The herb garden is filling out- 5 of a new kind of rosemary called Barbecue are in a pot. Supposedly these yield longer, straight and sturdy stems good for skewering meat to barbecue. In the ground are a cilantro plant, already been harvesting some of it's leaves since it bolts so quickly, a yarrow, a dill, green Greek Basil, purple basil, the bronze fennel, 3 chive plants, and a perennial spinach substitute called Good King Henry. I have read about it for years, but had never seen one- when I ran into them at the Amish greenhouse, I bought it just to see. Around the edges of the bed, in the holes of the cinderblocks I put in an oregano, a Doones Thyme and Wedgewood thyme plant. Still to be placed is a Gota Kola plant- my directions say to plant it in the shade of a grape arbor, but I am not too sure about how that will work. I may put it between the bird bath and the sage plant. In another pot are 3 pineapple sages, and a Gerbera Daisy. Can you see the 2 thistle plants growing in the cinder blocks? I keep trying to remove them, but I never have my gardening gloves when I am out there. Actually, I keep hoping Chuck will take them out for me!
Apparently Boodles has enrolled herself in a gardener apprentice program- she has been digging holes all over the yard.
This afternoon I will be making rhubarb jam and steaming spinach to freeze. We like to add spinach to stirfries and to pizza, and I try to keep a good supply of local on hand. My spinach patch is about to bolt, so I plant to pull most of it today, and plant amaranth where the spinach was. Another spinach crop will go in the ground in the fall.

Tomorrow we are attending a Rain Barrel Workshop put on by the nearby Penn State Extension Center. For $25 we get a rain barrel and instructions on how to best use them. I'm very excited by that- we have one rain barrel, and I would like to have one for each downspout.

3 comments:

Ruby said...

Nice pic of herbs and birdbath. What do you think of the staw bale thing thus far?

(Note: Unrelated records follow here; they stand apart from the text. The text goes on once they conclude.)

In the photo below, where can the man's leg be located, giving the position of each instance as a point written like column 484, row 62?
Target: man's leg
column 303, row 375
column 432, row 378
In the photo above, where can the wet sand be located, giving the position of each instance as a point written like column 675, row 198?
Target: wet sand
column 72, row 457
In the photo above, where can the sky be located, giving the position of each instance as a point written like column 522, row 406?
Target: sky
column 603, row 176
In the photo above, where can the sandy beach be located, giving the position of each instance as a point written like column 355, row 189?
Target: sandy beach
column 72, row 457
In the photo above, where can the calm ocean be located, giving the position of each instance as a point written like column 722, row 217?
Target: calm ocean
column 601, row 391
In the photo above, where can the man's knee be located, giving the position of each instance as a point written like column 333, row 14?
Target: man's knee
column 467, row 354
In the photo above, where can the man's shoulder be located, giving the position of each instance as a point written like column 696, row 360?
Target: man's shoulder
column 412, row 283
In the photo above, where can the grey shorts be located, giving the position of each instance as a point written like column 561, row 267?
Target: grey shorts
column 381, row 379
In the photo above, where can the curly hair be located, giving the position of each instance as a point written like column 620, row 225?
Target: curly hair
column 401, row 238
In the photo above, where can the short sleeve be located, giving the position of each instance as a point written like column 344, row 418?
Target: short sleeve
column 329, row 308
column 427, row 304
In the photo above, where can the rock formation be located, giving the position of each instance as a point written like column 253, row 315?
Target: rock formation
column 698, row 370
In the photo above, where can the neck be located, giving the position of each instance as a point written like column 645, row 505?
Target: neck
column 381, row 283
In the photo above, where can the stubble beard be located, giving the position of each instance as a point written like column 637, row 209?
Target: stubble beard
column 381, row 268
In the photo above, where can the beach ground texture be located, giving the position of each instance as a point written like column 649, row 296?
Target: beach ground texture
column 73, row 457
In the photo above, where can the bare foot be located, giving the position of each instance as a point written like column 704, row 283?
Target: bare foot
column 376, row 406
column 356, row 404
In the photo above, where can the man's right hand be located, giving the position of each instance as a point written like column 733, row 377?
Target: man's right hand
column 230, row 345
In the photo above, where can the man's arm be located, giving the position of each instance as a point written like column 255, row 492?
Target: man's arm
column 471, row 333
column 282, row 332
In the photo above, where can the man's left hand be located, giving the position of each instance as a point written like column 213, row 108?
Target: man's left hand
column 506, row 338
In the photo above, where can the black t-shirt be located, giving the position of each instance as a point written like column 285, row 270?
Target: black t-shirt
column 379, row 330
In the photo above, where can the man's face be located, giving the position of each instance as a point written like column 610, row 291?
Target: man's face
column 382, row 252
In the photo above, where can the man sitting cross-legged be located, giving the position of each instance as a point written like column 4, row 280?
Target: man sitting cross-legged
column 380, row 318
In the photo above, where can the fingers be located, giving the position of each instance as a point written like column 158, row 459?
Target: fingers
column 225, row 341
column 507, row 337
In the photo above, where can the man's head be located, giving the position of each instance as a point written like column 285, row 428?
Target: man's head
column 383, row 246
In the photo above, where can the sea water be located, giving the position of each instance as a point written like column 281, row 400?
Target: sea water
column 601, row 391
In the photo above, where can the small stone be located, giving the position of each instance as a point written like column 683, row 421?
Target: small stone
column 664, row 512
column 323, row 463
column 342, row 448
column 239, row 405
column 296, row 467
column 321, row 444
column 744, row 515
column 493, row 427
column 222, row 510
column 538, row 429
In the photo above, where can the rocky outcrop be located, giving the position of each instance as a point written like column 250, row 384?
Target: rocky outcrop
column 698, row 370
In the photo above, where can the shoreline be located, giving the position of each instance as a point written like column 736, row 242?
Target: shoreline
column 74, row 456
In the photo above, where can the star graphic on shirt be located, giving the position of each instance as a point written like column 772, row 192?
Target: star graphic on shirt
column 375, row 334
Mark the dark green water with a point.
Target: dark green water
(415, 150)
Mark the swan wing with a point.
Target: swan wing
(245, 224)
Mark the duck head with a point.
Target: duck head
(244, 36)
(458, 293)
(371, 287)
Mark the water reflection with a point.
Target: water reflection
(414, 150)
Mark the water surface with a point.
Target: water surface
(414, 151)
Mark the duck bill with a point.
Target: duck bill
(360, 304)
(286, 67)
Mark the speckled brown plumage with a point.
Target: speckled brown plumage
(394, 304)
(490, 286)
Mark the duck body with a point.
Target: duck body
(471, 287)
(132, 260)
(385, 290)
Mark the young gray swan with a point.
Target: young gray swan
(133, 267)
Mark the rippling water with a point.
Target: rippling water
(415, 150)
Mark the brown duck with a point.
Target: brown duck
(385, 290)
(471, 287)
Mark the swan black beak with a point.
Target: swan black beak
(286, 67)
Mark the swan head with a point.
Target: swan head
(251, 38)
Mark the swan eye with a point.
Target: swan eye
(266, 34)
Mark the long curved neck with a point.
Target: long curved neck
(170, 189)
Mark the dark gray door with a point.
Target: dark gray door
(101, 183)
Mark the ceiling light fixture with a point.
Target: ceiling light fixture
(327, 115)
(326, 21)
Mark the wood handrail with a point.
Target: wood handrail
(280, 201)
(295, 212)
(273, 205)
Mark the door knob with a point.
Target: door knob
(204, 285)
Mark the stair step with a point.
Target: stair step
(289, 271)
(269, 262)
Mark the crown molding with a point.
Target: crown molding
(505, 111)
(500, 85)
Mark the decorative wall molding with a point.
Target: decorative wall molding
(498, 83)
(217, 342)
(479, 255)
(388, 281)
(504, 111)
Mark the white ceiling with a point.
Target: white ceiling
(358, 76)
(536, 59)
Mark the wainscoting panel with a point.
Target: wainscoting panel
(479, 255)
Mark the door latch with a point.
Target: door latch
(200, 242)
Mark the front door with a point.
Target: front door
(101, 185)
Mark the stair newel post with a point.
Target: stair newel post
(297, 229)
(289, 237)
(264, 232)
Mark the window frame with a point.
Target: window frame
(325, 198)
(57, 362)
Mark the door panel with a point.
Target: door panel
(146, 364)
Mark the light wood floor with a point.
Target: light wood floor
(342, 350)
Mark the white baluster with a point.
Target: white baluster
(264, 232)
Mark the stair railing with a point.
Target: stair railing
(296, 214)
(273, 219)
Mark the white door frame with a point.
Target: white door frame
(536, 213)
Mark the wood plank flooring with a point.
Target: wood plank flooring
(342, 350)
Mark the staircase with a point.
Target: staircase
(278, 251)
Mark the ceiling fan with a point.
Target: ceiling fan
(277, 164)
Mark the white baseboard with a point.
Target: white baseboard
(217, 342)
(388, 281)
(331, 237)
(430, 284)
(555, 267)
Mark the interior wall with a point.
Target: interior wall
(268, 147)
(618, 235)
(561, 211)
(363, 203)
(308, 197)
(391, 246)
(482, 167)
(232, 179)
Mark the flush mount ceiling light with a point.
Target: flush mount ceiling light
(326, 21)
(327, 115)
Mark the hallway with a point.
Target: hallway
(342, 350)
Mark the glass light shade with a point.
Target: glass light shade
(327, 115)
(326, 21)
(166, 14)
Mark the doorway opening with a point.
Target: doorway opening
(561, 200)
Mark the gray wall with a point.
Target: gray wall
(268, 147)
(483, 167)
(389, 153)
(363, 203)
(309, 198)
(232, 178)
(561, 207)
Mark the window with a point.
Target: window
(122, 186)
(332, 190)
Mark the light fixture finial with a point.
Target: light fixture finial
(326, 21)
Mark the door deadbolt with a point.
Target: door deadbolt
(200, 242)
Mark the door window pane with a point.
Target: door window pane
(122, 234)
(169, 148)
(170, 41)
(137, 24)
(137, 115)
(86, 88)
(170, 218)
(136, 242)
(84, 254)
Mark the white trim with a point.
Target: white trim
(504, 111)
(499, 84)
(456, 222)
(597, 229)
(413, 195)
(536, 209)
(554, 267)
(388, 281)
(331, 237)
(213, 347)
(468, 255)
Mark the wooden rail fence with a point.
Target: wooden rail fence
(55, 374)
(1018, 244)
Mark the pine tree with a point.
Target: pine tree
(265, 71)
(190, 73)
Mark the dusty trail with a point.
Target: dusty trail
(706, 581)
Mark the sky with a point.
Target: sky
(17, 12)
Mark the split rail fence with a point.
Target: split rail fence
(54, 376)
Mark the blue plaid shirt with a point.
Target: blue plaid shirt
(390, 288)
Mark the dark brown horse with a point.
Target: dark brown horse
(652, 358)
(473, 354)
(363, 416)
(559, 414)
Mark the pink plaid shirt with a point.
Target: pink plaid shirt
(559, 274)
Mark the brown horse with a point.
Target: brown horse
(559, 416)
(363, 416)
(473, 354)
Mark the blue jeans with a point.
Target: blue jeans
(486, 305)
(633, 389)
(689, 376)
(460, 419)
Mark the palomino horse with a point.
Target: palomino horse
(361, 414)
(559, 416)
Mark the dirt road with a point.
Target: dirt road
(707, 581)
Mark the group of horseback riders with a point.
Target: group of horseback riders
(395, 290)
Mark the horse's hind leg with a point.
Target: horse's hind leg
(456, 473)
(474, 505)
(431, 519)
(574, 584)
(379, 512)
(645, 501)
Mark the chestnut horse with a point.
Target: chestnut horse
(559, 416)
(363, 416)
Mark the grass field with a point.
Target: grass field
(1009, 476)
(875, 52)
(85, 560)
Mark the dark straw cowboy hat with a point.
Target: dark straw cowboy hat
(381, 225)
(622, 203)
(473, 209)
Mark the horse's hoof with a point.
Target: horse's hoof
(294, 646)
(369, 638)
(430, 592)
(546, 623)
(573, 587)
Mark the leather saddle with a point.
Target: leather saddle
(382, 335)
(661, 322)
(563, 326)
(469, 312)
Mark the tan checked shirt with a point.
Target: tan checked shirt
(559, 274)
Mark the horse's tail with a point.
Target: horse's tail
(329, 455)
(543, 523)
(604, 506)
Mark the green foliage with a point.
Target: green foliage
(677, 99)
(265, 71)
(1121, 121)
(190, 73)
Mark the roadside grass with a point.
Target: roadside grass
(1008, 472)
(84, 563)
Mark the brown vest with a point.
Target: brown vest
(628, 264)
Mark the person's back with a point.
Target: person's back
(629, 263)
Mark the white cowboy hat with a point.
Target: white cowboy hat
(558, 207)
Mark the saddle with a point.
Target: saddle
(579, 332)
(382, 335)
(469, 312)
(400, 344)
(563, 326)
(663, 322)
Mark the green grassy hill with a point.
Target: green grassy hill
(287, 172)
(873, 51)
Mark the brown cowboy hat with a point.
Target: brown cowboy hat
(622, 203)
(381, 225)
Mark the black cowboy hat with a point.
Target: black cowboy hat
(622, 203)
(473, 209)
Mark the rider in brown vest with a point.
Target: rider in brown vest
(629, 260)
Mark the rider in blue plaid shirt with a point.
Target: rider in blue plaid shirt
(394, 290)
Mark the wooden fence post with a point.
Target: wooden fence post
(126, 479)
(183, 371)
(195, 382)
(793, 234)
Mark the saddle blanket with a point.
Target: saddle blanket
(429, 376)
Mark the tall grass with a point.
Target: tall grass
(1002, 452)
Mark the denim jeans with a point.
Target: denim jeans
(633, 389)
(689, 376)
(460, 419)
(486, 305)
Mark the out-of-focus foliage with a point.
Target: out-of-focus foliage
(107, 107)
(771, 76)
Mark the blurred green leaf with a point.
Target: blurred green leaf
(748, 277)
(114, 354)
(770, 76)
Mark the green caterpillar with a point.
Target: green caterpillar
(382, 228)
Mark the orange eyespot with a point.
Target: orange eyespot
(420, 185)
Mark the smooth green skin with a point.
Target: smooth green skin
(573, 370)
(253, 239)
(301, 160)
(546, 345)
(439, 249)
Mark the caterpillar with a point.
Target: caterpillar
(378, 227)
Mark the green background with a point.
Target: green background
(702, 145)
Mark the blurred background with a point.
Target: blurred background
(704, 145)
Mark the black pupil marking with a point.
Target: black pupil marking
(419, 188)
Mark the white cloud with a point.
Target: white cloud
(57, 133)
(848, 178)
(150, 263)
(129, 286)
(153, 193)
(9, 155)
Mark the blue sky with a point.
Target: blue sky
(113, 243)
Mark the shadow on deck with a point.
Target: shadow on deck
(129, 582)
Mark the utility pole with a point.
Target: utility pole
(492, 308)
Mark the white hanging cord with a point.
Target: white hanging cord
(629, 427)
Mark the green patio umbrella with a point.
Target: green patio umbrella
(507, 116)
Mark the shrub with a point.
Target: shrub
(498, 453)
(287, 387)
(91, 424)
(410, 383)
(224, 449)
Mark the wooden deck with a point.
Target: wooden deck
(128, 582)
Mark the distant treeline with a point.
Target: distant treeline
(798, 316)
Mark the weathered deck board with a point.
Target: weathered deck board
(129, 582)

I looked at all pix on Snapfish and see that you like the common Columbine as I do---mine came from MO and thinking that yours might too. It's the first thing to bloom in my garden, followed by the catmint and (just now) some iris. My part of Minnesota is just unbelievably dry...

Happy gardening!

Willa said...

I always think of you when I plant a pineapple sage- I try to have one every year!

The Columbine I have is not the wild one we see in MO- it's a little showier. I actually like the wild one better, but left mine there in St. Louis when we moved.

Ruby said...

Hey, I have a pineapple sage this year! I am nutty for sages and salvias, and that where most of my "annuals" dollars go. For the hummingbirds of course.

We will have to remedy the columbine situation...

Say, what is the little statue in your poppy bed by the house?